Move Interactive S.A.
- Company type: Stock Corporation
- Industry: Video games
- Founded: 2001; 25 years ago Madeira Island, Portugal
- Founders: Roberto Varela Rogério Silva
- Defunct: 2008
- Headquarters: Cascais, Portugal
- Area served: Worldwide
- Key people: Roberto Varela (CEO) Rogério Silva
- Products: Ugo Volt
- Number of employees: 13 (2006)
- Website: Official website

= Move Interactive =

Defunct Portuguese software and multimedia developer

Move Interactive, Produções de Software S.A. (referred to as Move Interactive S.A.) was a Portuguese software and multimedia developer.

In their first year of operation the firm won the Madeira Innovation Prize for entrepreneurship and began a relationship with Gesventure, the noted Portuguese venture capital firm, that continues today.

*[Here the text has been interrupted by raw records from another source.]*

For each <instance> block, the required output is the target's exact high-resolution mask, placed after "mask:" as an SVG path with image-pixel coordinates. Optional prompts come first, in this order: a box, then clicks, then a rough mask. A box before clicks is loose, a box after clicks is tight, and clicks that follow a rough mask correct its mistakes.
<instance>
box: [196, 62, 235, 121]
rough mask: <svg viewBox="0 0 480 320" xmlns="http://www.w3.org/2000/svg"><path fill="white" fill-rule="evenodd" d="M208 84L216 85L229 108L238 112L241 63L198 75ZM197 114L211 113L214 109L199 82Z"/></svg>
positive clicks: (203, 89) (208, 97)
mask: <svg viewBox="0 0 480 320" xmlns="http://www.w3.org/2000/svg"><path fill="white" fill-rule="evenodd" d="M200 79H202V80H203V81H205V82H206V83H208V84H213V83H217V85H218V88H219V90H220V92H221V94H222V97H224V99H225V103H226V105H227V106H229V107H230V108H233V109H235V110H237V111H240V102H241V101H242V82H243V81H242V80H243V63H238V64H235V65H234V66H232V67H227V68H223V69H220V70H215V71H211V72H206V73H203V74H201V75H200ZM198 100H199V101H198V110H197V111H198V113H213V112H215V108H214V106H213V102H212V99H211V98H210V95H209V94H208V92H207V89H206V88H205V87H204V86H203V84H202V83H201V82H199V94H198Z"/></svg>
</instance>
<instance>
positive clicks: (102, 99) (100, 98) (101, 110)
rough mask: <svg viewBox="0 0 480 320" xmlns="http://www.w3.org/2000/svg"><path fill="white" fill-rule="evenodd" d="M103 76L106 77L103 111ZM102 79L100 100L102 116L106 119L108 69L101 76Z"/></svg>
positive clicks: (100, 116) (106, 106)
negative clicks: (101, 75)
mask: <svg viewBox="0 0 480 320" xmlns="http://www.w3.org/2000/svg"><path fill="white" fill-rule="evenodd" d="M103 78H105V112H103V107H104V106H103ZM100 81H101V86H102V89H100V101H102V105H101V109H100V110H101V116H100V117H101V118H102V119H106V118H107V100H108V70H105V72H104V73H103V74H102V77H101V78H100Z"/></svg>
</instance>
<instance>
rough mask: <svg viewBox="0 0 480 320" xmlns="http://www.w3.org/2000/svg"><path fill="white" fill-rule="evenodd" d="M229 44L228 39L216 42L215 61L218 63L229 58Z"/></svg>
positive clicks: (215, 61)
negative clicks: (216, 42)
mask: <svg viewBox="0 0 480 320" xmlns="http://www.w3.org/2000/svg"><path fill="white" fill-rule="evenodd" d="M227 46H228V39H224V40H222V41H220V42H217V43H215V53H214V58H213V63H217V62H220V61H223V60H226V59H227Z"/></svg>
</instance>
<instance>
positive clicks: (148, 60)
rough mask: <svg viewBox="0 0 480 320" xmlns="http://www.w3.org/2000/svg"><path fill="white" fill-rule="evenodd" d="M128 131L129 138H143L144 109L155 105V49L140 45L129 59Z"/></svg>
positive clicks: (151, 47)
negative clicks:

In 2005, the company secured founding from PME Investimentos and Banif New Capital, allowing them to increase the pace of development for their debut project, Ugo Volt, a videogame that is aimed at the international market, and if successful, it will be the first of that scale to be developed in Portugal.

On November 26, 2007, in partnership with SIC, Move Interactive released the Floribella video game, based on the popular series Floribella.

Ugo Volt was also the first Portuguese game to be featured at E3 (2006).